Although timing must be thoughtfully considered, this does not mean that an employer should wait months or years to investigate a disciplinary action. If the employee is committing gross misconduct, such as stealing or sexually harassing another employee, the matter must be addressed. The key is that an investigation must be thorough and the resulting proof of the behavior must be concrete. If during trial an employee can show major flaws in the investigation or the evidence of wrongdoing, a jury may presume the disciplinary action to be meritless.
Conversely, when the problem is performance, swift action is rarely necessary. In this regard, it is essential to first ascertain whether the performance issue is a product of the injury. If so, the employer should initiate its accommodation process under the Americans with Disabilities Act (ADA). Unlike a disciplinary action, such as coaching, the accommodation process is not a precursor to termination. If the performance issue is unrelated to the injury, allowing time to pass will naturally diminish any connection between the two events.
Review of Management
It is pivotal for managers making termination decisions to be well trained in order to carefully document the basis for the termination. If a manager recommends termination of an employee with no history of disciplinary problems prior to the injury and that recommendation is not related to the employee's diminished functioning because of the injury, there is a good chance that the manager was not performing his duties.
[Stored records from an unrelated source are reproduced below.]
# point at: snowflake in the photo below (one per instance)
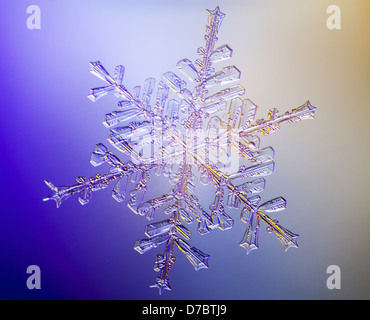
(199, 135)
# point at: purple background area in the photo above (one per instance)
(48, 129)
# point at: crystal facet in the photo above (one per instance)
(204, 125)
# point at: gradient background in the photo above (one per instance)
(48, 129)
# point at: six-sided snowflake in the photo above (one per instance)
(199, 134)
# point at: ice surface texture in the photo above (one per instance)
(194, 127)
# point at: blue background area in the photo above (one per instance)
(48, 129)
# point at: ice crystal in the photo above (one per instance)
(199, 134)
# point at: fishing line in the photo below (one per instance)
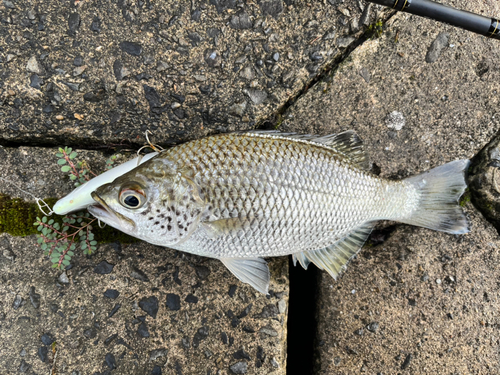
(37, 200)
(150, 145)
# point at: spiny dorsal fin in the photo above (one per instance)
(335, 257)
(347, 143)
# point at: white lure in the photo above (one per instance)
(80, 198)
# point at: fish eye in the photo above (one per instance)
(132, 198)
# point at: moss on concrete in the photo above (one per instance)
(17, 217)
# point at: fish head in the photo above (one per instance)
(154, 206)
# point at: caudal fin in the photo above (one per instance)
(440, 189)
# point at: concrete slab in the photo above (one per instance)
(86, 73)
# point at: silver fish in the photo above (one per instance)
(243, 196)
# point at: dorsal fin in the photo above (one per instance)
(347, 143)
(334, 258)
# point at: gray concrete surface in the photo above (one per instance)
(416, 301)
(89, 73)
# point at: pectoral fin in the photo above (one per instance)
(253, 271)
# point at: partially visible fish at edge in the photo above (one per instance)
(241, 197)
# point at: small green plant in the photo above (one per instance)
(78, 171)
(375, 30)
(59, 241)
(60, 237)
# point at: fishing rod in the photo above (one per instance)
(489, 27)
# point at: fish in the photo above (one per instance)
(243, 197)
(81, 198)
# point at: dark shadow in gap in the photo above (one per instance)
(301, 320)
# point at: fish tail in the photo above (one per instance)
(439, 190)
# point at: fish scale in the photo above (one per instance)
(301, 191)
(244, 196)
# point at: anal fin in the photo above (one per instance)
(334, 258)
(253, 271)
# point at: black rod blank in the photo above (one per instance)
(489, 27)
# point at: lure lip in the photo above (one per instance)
(103, 212)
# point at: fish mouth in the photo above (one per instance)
(105, 213)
People rarely become bad employees simply because they file a workers' compensation claim. More likely, the supervisor allowed the unwanted behaviors to persist before the accident. In these circumstances, it may be difficult for coaching and other disciplinary actions to overcome a lack of disciplinary actions before the injury.
Managers also should be trained and understand that discussing an employee's workers' compensation claim, the injury, or its resulting limitations is inappropriate. Managers should treat this information with the same respect they treat any other medical information. In the same vein, no manager should be required to gather or receive any claims-related information from the employee. By insulating the manager from the claims process, he can maintain impartiality. If there is a belief that the employee's claim is fraudulent, having the supervisor involved in the investigation will destroy his ability to be viewed as impartial toward the employee. Similarly, the individuals handling the workers' compensation claim should never intrude upon or involve themselves in any question related to the worker's continued employment.
While there is a general trend toward punitive damages in retaliation claims, with adequate training and preparation, these claims may be avoided.